Details

Reviewers

des
markj

Commits

rG0e67c3f675ea: reap_kill_subtree_once(): reap_kill_proc_work() might drop proctree_lock
rGbe140717a0a4: procctl(PROC_REAP_KILL): use pgrp pg_killsx sx to sync with fork

Summary

PROC_REAP_KILL must guarantee that all reaper descendants are signalled.
In particular, it must ensure that forked but not yet fully linked
descendants cannot escape killing. Currently, proc_reap() fullfils the
guarantee by single-threading stopping the target process, which moves
the target to the userspace boundary, so the target cannot fork while
the signal is sent.

Single-threading has undesirable effect of sometimes terminating sleeps
with EINTR.

Since the time that the bug with PROC_REAP_KILL was fixed, we grow
the pg_killsx mechanism that is similarly used by the process group
signalling to ensure that no member of the process group escapes.
Reuse pg_killsx for PROC_REAP_KILL as well.

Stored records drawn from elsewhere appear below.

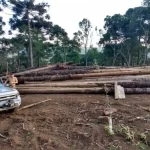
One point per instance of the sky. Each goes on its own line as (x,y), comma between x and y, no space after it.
(68,13)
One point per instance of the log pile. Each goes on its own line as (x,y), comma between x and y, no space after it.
(69,79)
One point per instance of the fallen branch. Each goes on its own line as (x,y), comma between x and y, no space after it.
(147,109)
(31,105)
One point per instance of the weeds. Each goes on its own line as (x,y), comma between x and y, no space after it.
(142,146)
(107,129)
(114,147)
(127,132)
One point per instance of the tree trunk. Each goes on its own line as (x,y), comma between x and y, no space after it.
(82,91)
(89,84)
(80,76)
(30,40)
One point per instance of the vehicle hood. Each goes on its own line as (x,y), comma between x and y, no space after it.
(7,91)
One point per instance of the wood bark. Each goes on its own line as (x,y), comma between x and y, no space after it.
(89,84)
(75,71)
(80,76)
(81,91)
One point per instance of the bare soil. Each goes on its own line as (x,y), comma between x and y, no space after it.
(70,122)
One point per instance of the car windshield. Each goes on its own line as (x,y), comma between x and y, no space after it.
(1,85)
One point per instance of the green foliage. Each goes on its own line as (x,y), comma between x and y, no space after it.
(125,41)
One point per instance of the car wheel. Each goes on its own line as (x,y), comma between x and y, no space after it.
(13,110)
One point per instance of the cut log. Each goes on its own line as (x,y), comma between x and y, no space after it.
(64,91)
(80,76)
(74,71)
(32,105)
(119,91)
(88,84)
(81,91)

Besides the functional change of no longer causing spurious EINTR, not
single-threading the target means that we no longer need to delegate the
work to the taskqueue.

PR:     290844


reap_kill_subtree_once(): reap_kill_proc_work() might drop proctree_lock

Due to this, restart the iteration over the p_reapsiblings if the lock
was dropped.

Diff Detail

Repository

rG FreeBSD src repository

Lint

Lint Not Applicable

Unit

Tests Not Applicable

Event Timeline

kib created this revision.Sun, Feb 15, 11:16 AM

Herald added subscribers: olce, imp. · View Herald TranscriptSun, Feb 15, 11:16 AM

kib requested review of this revision.Sun, Feb 15, 11:16 AM

kib added a subscriber: pho.Sun, Feb 15, 12:28 PM

Simplify more: no need to single-thread itself, pg_killsx should be enough there as well.

I have tested both versions of the patch and am no longer able to provoke a spurious EINTR.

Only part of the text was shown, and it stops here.